As more of a blanket question, what are the advantages/disadvantages of using subqueries or a JOIN? Is one way more correct or accepted than the other?
In simple cases, the query optimiser should be able to produce identical plans for a simple join versus a simple sub-select.
But in general (and where appropriate), you should favour joins over sub-selects.
Plus, you should avoid correlated subqueries (a query in which the inner expression refer to the outer), as they are effectively a for loop within a for loop).

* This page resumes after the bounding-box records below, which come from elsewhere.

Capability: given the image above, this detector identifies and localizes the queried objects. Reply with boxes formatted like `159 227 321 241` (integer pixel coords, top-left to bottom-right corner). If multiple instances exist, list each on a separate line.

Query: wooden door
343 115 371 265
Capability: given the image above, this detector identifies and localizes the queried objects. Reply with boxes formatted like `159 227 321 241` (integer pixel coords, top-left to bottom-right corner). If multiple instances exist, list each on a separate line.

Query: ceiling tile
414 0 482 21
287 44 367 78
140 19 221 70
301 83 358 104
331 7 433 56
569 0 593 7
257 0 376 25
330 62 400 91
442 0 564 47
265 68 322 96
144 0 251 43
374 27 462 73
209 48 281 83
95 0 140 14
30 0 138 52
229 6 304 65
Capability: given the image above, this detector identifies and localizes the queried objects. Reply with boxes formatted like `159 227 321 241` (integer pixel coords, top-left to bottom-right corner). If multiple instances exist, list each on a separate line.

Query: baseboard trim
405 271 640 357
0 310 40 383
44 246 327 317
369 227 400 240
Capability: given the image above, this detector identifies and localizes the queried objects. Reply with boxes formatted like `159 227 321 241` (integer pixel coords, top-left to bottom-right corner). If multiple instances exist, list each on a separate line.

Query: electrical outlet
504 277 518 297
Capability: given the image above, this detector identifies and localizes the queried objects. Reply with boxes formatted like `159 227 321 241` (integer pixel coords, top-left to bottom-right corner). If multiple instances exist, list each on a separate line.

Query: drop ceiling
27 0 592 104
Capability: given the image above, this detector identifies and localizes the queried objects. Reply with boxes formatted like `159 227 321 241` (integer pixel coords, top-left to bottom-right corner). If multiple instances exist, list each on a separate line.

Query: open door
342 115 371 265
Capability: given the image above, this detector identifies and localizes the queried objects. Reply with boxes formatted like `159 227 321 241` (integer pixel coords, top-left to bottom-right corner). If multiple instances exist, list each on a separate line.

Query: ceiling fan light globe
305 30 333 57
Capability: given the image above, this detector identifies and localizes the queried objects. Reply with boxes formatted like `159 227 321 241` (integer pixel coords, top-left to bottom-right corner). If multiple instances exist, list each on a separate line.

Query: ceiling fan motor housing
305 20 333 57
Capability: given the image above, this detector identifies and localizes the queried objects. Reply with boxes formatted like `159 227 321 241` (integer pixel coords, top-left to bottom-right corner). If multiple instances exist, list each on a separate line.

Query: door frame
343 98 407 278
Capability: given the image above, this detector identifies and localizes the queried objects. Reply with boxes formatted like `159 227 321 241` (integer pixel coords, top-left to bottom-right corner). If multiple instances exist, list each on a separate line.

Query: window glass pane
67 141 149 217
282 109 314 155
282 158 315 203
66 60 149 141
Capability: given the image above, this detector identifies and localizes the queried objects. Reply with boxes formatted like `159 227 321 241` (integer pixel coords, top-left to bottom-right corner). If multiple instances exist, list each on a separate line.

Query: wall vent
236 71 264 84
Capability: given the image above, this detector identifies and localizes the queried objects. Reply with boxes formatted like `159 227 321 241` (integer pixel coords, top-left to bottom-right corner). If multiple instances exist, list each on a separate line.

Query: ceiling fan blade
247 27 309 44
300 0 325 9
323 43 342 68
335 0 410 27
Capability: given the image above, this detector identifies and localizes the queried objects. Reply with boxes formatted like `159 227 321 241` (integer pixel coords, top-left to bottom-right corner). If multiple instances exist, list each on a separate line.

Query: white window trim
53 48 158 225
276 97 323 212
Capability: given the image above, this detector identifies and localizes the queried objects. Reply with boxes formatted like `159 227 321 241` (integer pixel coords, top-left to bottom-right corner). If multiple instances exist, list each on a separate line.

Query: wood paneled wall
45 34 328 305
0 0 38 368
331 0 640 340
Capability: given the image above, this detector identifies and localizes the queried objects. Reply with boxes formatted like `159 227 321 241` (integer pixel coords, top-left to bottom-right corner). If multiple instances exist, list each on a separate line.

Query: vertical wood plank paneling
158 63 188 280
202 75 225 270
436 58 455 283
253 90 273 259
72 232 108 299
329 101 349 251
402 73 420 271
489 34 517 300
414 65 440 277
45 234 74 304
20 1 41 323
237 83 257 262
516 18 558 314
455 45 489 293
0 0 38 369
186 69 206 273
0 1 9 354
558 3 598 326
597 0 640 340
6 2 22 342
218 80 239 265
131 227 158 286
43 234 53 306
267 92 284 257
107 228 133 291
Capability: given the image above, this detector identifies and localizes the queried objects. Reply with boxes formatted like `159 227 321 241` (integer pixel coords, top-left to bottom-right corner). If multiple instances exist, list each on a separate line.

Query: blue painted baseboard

In most cases a correlated subquery can be written as a join.
JOINs are preferable to separate [sub]queries.
If the subselect (AKA subquery) is not correlated to the outer query, it's very likely the optimizer will scan the table(s) in the subselect once because the value isn't likely to change. When you have correlation, like in the example provided, the likelihood of single pass optimization becomes very unlikely. In the past, it's been believed that correlated subqueries execute, RBAR -- Row By Agonizing Row. With a JOIN, the same result can be achieved while ensuring a single pass over the table.
This is a proper re-write of the query provided:
SELECT u.username,
u.last_name||', '|| u.first_name AS name,
r.in_timestamp,
r.out_timestamp
FROM RECORDS r
LEFT JOIN USERS u ON u.user_id = r.user_id
ORDER BY r.in_timestamp
...because the subselect can return NULL if the user_id doesn't exist in the USERS table. Otherwise, you could use an INNER JOIN:
SELECT u.username,
u.last_name ||', '|| u.first_name AS name,
r.in_timestamp,
r.out_timestamp
FROM RECORDS r
JOIN USERS u ON u.user_id = r.user_id
ORDER BY r.in_timestamp
Derived tables/inline views are also possible using JOIN syntax.
a) I'd start by pointing out that the two are not necessarily interchangable. Nesting as you have requires there to be 0 or 1 matching value otherwise you will get an error. A join puts no such requirement and may exclude the record or introduce more depending on your data and type of join.
b) In terms of performance, you will need to check the query plans but your nested examples are unlikely to be more efficient than a table join. Typically sub-queries are executed once per row but that very much depends on your database, unique constraints, foriegn keys, not null etc. Maybe the DB can rewrite more efficiently but joins can use a wider variety of techniques, drive the data from different tables etc because they do different things (though you may not observe any difference in your output depending on your data).
c) Most DB aware programmers I know would look at your nested queries and rewrite using joins, subject to the data being suitably 'clean'.
d) Regarding "correctness" - I would favour joins backed up with proper constraints on your data where necessary (e.g. a unique user ID). You as a human may make certain assumptions but the DB engine cannot unless you tell it. The more it knows, the better job it (and you) can do.
Joins in most cases will be much more faster.
Lets take this with an example.
Lets use your first query:
SELECT
(SELECT username FROM users WHERE records.user_id = user_id) AS username,
(SELECT last_name||', '||first_name FROM users WHERE records.user_id = user_id) AS name,
in_timestamp,
out_timestamp
FROM records
ORDER BY in_timestamp
Now consider we have 100 records in records and 100 records in user.(Assuming we dont have index on user_id)
So if we understand your algorithm it says:
For each record
Scan all 100 records in users to find out username
Scan all 100 records in users to find out last name and first name
So its like we scanned users table 100*100*2 time. Is it really worth. If we consider index on user_id it will make thing better, but is it still worth.
Now consider a join (nested loop will almost produce same result as above, but consider a hash join):
Its like.
Make a hash map of user.
For each record
Find a mapping record in Hashmap. Which will be certainly much more faster then looping and finding a record.
So clearly, joins should be favorable.
NOTE: Example used of 100 record may produce identical plan, but the idea is to analyze how it can effect the performance.